Зубов недоуменно улыбнулся и заглянул ей в глаза.
— Софья Дмитриевна, объясните, что вас так удивило?
— Нет. Ничего. Я читала об этом острове. Есть роман Зигфрида
Ленца «Урок немецкого», там действие происходит именно на Зюльте, во время
Второй мировой войны.
— Хороший роман?
— Замечательный. Нас кто-нибудь встречает?
— Нет, — он снял её чемодан с багажной ленты, — зачем?
— Ну, не знаю… Я в первый раз за границей…
— Не волнуйтесь, Софья Дмитриевна. Я буду всё время рядом. Я
вас селю, кормлю, везу на Зюльт, беру под крыло, решаю все ваши проблемы. Не
возражаете?
— Спасибо, — улыбнулась Соня, — не возражаю.
Москва 1917
В лазарете всё было под контролем совдепа. По коридорам,
палатам, процедурным шныряли наглые неопрятные личности. Они подслушивали
разговоры, заглядывали в кастрюли на кухне, вламывались в верхней одежде, в
грязных сапогах в операционные. Они везде искали агентов контрреволюции, они
таскали спирт, морфий, рвали простыни и бинты себе на портянки.

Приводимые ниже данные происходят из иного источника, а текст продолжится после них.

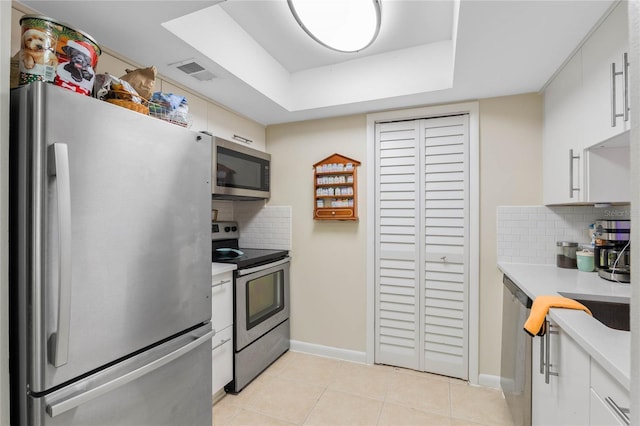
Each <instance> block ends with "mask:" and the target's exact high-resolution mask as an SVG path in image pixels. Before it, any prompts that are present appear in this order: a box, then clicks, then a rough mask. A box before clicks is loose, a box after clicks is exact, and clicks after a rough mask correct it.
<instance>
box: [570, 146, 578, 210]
mask: <svg viewBox="0 0 640 426" xmlns="http://www.w3.org/2000/svg"><path fill="white" fill-rule="evenodd" d="M575 160H580V156H579V155H573V149H570V150H569V198H573V193H574V192H575V191H580V187H577V188H576V187H575V186H574V182H573V162H574V161H575Z"/></svg>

Шестидесятилетняя сестра Арина получила удар сапогом в
живот. Детина в чёрном бушлате волок ночью по коридору тюк с новыми казёнными
пижамами. У детины было удостоверение уполномоченного совдепом. Старая монахиня
пыталась спасти госпитальное имущество. Вор ударил Арину, беспрепятственно
вышел из госпиталя с тюком. Пижамы можно было выгодно продать или обменять на
любой московской толкучке.
В другой раз фельдшер Васильев поймал комиссара с пудовым
мешком госпитального сахару. Казённый сахар и самого фельдшера спасла
случайность. Мимо проходила пожилая санитарка, она несла утку из-под лежачего
больного, полную до краёв. Дождалась удобного момента и выплеснула содержимое
комиссару в лицо.
Но тех, кто пытался противостоять хаосу, воровству и
бесчинствам, оставалось все меньше. Сестра Арина оправилась после травмы,
уехала в свою обитель под Москвой. Васильев отпросился в отпуск, сказал, что
хочет навестить родственников в деревне, и всё не возвращался. Хирург Потапенко
стал потихоньку пить, и вот уже несколько раз во время операций Михаил
Владимирович замечал, что от него пахнет спиртным.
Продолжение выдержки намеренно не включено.